Computational Programs for Pocket Detection in Proteins

 Active site pockets in proteins are specific regions of the protein structure where chemical reactions take place. These pockets contain specific amino acids that interact with substrate molecules and catalyze chemical reactions. They are often located in the interior of the protein and are protected from the surrounding environment, allowing the protein to selectively bind to specific substrate molecules and perform specific chemical reactions. Active site pockets are an important target in drug discovery, as they can be targeted by small molecules to modulate protein function and treat various diseases.

There are several computational tools that can be used for protein active pocket detection:

Molecular docking: Predicts how a small molecule will bind to a protein active site. There are a variety of docking programs available both commercial and for academic purposes (free), like AutoDock and  AutoDock Vina.

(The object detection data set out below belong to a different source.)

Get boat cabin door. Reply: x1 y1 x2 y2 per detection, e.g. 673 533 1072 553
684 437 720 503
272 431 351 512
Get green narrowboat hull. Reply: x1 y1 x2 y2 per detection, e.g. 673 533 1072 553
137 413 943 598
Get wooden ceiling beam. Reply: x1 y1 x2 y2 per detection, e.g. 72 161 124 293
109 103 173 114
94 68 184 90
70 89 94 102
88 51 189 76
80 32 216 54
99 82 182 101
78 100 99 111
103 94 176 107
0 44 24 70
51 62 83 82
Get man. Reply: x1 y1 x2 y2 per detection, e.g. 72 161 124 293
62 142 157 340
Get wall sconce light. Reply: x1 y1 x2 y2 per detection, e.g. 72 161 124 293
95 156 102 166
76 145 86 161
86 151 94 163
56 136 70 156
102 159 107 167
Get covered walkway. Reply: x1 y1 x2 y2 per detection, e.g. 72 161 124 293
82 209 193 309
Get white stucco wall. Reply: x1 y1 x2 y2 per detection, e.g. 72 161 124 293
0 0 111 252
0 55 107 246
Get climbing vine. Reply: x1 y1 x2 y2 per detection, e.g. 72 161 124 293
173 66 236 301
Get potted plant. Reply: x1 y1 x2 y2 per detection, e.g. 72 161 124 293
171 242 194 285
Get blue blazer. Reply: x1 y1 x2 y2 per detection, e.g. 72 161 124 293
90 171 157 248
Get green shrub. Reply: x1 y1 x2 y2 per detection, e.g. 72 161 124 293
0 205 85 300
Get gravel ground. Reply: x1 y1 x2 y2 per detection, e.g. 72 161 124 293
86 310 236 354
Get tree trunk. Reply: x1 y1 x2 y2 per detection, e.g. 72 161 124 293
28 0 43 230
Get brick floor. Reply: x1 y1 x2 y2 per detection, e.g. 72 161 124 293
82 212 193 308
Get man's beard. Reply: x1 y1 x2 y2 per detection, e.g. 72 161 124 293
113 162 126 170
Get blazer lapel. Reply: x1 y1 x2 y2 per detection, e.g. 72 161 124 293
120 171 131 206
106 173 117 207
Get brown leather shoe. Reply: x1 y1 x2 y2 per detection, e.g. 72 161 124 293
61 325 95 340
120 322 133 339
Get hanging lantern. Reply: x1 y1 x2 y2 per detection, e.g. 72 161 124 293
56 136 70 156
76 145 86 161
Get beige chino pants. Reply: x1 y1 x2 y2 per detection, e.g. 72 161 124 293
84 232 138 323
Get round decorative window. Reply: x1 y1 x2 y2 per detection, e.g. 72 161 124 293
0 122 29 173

SiteFinder: Predicts protein binding sites using a knowledge-based scoring method. You can use or download the program from PEP-SiteFinder

Phase: Predicts active sites using a pharmacophore model and 3D-QSAR analysis. Phase

ConCavity: Detects pockets in protein structures using a cavity detection algorithm. ConCavity

FPocketWeb: Predicts protein pockets using a combination of shape and electrostatic complementarity analysis. Fpocketweb

PDBbind: A database of protein-ligand complexes that can be used for active site prediction and analysis. PDBBind

Vina: A molecular docking program that predicts the binding affinity of a ligand to a protein.

These tools can be useful in the drug discovery process for identifying potential drug targets and predicting the binding of small molecules to protein active sites.